During Foggy's first stint, Compo frequently argued with him in a similar manner. This was largely due to Foggy's military background and, like the previous third man, Foggy often made insults of disgust over Compo's attire. He frequently referred to him as "that man". As a part of his schemes, Foggy also made Compo volunteer for often dangerous and ridiculous situations and, as a result, he was regularly harmed (though rarely injured) or humiliated. Foggy also commented on Compo not serving in World War 2. (In reality Bill Owen served in the Royal Army Ordnance Corps and was injured in an explosion during a training exercise).

During Seymour's brief stint in the late 1980s, Compo was often made to test the former's inventions which frequently ended up in disaster for him and he called Seymour a twit whenever things went wrong. Despite this, Seymour was more willing to play along with Compo's childish antics than his predecessors were.

When Seymour departed the show, Foggy returned at the beginning of the 1990s.

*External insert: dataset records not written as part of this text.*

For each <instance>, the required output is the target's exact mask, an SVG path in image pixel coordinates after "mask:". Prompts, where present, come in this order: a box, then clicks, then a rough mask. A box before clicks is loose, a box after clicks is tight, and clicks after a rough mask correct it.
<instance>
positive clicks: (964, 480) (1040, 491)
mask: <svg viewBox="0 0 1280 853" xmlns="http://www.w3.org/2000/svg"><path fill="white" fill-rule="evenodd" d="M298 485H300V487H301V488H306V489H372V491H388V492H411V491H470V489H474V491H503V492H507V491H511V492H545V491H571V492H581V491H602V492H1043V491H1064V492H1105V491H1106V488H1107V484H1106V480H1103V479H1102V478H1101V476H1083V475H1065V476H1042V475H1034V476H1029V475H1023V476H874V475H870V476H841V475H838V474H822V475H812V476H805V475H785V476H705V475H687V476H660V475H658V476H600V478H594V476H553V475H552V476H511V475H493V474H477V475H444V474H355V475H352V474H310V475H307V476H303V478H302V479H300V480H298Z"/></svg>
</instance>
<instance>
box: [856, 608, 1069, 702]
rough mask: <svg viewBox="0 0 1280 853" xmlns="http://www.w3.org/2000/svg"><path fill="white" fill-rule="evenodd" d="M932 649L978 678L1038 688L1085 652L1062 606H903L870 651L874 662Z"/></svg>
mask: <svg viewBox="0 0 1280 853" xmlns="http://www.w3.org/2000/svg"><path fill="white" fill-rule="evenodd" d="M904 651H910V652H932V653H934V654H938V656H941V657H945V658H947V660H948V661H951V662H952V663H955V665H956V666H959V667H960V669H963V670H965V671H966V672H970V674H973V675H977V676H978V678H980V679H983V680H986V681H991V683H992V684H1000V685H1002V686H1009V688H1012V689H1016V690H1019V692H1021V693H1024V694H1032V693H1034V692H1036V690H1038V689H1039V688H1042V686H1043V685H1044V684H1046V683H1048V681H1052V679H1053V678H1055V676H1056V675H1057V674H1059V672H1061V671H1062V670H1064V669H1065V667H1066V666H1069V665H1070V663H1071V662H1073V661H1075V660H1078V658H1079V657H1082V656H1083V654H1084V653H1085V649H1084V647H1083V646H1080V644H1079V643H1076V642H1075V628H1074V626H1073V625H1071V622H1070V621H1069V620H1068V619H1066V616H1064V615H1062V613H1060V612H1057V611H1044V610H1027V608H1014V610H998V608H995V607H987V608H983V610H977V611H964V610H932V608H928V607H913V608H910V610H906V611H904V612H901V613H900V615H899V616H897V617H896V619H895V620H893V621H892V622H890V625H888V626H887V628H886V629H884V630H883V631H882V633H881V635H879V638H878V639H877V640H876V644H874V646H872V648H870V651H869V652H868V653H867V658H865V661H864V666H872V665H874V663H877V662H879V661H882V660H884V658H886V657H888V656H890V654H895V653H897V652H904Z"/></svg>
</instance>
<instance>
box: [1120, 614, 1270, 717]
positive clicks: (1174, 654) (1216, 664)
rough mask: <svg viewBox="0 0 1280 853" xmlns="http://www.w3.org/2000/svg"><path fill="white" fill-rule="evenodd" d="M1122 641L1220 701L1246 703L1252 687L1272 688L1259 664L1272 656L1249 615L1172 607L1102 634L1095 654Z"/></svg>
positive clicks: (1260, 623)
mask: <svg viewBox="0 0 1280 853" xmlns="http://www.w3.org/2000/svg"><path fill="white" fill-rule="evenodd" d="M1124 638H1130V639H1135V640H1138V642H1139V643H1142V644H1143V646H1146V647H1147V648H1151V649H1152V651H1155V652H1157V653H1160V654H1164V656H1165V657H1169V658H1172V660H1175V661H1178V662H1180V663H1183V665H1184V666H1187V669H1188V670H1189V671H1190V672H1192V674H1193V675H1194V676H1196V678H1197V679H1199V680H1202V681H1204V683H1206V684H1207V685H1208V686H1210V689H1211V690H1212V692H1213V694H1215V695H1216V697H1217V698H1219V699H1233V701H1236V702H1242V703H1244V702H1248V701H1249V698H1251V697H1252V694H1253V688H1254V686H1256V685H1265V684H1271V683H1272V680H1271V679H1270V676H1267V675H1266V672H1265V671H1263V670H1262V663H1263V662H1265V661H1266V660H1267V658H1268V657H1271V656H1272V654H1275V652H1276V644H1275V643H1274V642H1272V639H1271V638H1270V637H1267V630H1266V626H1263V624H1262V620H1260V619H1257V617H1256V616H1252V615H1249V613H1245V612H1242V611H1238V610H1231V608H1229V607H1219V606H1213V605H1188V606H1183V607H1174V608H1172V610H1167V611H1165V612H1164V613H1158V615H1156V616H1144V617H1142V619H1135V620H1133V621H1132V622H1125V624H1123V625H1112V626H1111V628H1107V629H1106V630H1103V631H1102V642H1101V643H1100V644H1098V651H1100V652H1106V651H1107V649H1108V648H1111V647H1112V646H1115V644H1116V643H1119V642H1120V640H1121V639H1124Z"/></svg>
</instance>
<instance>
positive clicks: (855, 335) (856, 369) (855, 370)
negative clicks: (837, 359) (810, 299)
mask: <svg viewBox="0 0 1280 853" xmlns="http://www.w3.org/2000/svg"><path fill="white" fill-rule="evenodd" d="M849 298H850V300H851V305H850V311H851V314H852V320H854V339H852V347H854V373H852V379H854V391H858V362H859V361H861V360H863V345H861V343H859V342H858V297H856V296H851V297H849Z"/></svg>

During this time, Foggy was shown to have mellowed somewhat and as a result became more tolerant of Compo (though not always). It was during this period when perhaps Compo's most famous misfortune happened, in the series 15 episode "Stop That Bath". The trio were helping Howard transport a cast iron bath for Marina, by wheeling it on a cart through the streets. While trying to push the bath up a steep hill, Compo lost his balance and fell into the bath, causing the others to lose their grip on the cart which started speeding down the hill with Compo in the bath. The bath fell off the cart and crashed into a loose drain pipe, which soaked Compo.

During Truly's stint on the show, Compo was similarly often involved in dangerous situations against his will. Though Truly was pompous like his predecessors, he eventually grew used to Compo's childish behaviour and the two did not argue frequently.

Throughout Compo's time on the show, there were numerous references to Compo's vast family and their (implied) criminal tendencies. Although several relatives appeared in the show, this does not come close to the number of relatives mentioned lightly in conversation. By the time Compo’s son Tom appeared in the series, it is said all of Compo’s family have died.

===Death===
Bill Owen died of pancreatic cancer in 1999 and, the following year, the character of Compo was killed off following the broadcast of three episodes that Owen had already filmed.

According to Truly and Clegg, Compo died from a heart attack after catching the sight of Nora Batty in chorus girl clothes. However, he died with a smile on his face (as confirmed by Truly, Clegg and Nora).

He was buried alongside his signature Wellington boots. Clegg is disappointed at not being able to say goodbye personally, so Truly (Frank Thornton) arranges for an abundance of white painter's overalls to be laid out in a formation saying 'See Ya, Compo' on the opposite hill. All the other main characters – Wesley, Edie (Dame Thora Hird), Glenda (Sarah Thomas), Barry (Mike Grady), Howard (Robert Fyfe), Pearl (Juliette Kaplan), Marina (Jean Fergusson), Nora and Ivy — go to view it, in their different transport modes.

==Money==
Compo was always broke. He spent most of his life (presumably until he reached retirement age) in the unemployment queues, as the prospect of a job sent his skin white. He always relied on Clegg and whoever was completing the trio to supply him with cigarettes, ale and other such things. His lack of funds always surprises his friends, to the point when Compo is willing to get injured as it will end up with someone, usually Foggy, buying him a drink out of guilt or remorse. Although he married soon after the war, almost thirty years later he is still in an argument with the thirty-bob tailor who made his wedding suit. He cannot pay his television rental; the shop takes it back so frequently that he leaves his door unlocked so they can take it whenever necessary. In one episode, Foggy states that Compo owes him money and, in the episode in which Compo was buried, Truly remarks that he still owed him two quid and questioned Clegg if the money was in the letter he sent to him.